Obama and Democratic liberals will be at wit's end. After twenty years of yammering about global warming, they will find themselves unable to do anything about it. Will they skulk off in defeat, blaming the Bush Administration? Perhaps. But I think there's a more likely scenario.
Someone in the administration -- probably Energy Secretary Steven Chu, who knows in his heart that wind and solar can't cut it -- will suggest that that a carbon tax be coupled with the revival of nuclear power. Suddenly, the dam will break. NRC regulatory mazes that are still trying to protect us from Three Mile Island will be swept aside. Construction schedules will be accelerated. (The TVA just built a new reactor at Watts Bar in three years and under budget, using a license granted in the 1970s.) Tens of thousands of construction jobs will be created overnight. The French and Japanese will provide the financing. We may even revive the steel industry in the process.
Then, after decades of backing and filling, the nation will at last be back on the road to creating a stable and economical energy infrastructure. It'll be the best thing that's happened to American industry in twenty-five years.
Comments
John Tjostem
So why isn't the nuclear industry putting full page adds out in major news papers (newspapers around the country could use the money)calling out the US congress, Senate, and the Obama administration to fight seriously against global warming and for energy independence in the US by aggressively pushing legislation to dramatically increase nuclear power plant construction in the US through both private and public financing and to reprocess spent fuel in order to dramatically decrease radioactive waste while producing more clean energy.

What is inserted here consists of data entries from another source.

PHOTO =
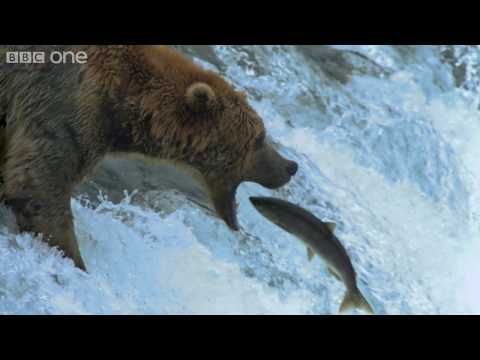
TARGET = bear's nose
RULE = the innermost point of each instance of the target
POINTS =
(292, 168)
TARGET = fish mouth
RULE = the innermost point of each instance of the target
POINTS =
(226, 207)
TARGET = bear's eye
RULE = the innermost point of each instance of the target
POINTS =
(259, 141)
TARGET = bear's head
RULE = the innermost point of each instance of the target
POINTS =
(177, 111)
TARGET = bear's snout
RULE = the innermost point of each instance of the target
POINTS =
(292, 168)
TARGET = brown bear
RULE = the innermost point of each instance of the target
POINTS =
(146, 101)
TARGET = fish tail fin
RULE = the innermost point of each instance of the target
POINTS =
(355, 300)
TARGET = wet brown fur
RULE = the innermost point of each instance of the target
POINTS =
(61, 120)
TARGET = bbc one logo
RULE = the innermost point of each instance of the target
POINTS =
(40, 57)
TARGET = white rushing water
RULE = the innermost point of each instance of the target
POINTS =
(389, 153)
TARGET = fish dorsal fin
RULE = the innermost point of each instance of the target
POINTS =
(331, 226)
(310, 254)
(334, 274)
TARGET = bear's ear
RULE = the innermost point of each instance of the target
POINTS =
(200, 97)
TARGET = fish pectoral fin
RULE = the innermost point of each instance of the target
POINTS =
(331, 226)
(310, 254)
(334, 274)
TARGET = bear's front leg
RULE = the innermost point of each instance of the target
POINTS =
(38, 182)
(53, 219)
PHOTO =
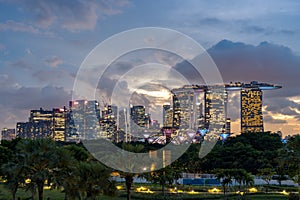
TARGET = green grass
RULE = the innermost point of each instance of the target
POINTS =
(121, 195)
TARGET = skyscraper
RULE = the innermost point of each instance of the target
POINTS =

The nuclear industry has to be willing to fight for itself in the media. Otherwise, the president may interpret this silence along with the loud voices of the anti-nuclear factions as evidence that the nuclear industry really doesn't have confidence in the energy products that they're offering the American people.
In American business, silence is not 'Golden'; silence can be a business disaster. That's why successful businesses constantly and aggressively advertise their products. If the nuclear industry seriously wants the Obama administration to fight for them then they have to be willing to fight for themselves!

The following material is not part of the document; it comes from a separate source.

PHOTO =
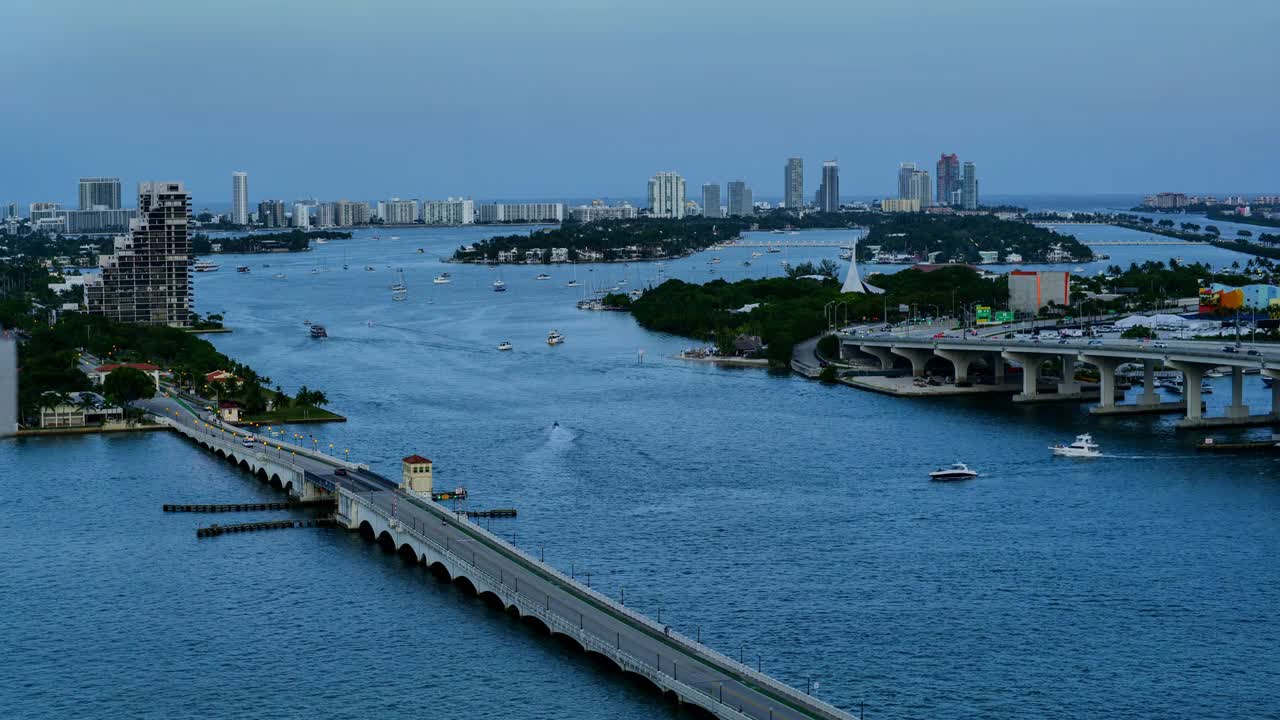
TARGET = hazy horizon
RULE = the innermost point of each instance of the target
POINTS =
(572, 99)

Be bold and mighty forces will come to your aid!
And there's no doubt in my mind that a majority of the American people are behind expanding the nuclear industry in the US if the nuclear industry is willing to fight for itself!
Marcel F. Williams
http://newpapyrusmagazine.blogspot.com/
Not only would this be politically impossible, but the bureaucracy is far too entrenched. I can't imagine NRC going along with this. If anything, things continue to get worse (albeit only slightly and slowly). Three years to review a COL for a carbon copy reactor??!!

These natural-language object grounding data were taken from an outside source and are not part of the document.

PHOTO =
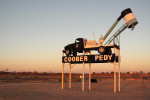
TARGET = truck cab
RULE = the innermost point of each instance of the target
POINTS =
(74, 47)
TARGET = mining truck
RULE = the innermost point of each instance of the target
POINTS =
(81, 44)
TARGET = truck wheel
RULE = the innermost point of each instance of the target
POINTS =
(101, 50)
(74, 53)
(67, 52)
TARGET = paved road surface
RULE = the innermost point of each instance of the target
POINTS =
(130, 90)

No, our salvation is going to be the fact that fossil fuels are finally being held to account, and will face requirements more on a level with ours. Once the playing field is finally more fair and level, nuclear will easily prevail.
If one is looking for an alternative to cap-and-trade, this would be another (more possible) alternative, which doesn't cost any section of the country more than the others. A simple, outright ban on new non-sequestered coal (and possibly gas) plants. Everyone would have to pay the same (increased) amount for a new power plant. Even this would be much more likely than a major rollback in nuclear regs.
Jim Hopf
Moreover, the USNRC is not the major problem for the reactor vendor's schedules. Their major problem is completing their designs, which is required before the USNRC will give them a combined construction and operating license. Because it is much better to start construction after design is complete, the USNRC requirement is in the best interests of the reactor vendors and their customers.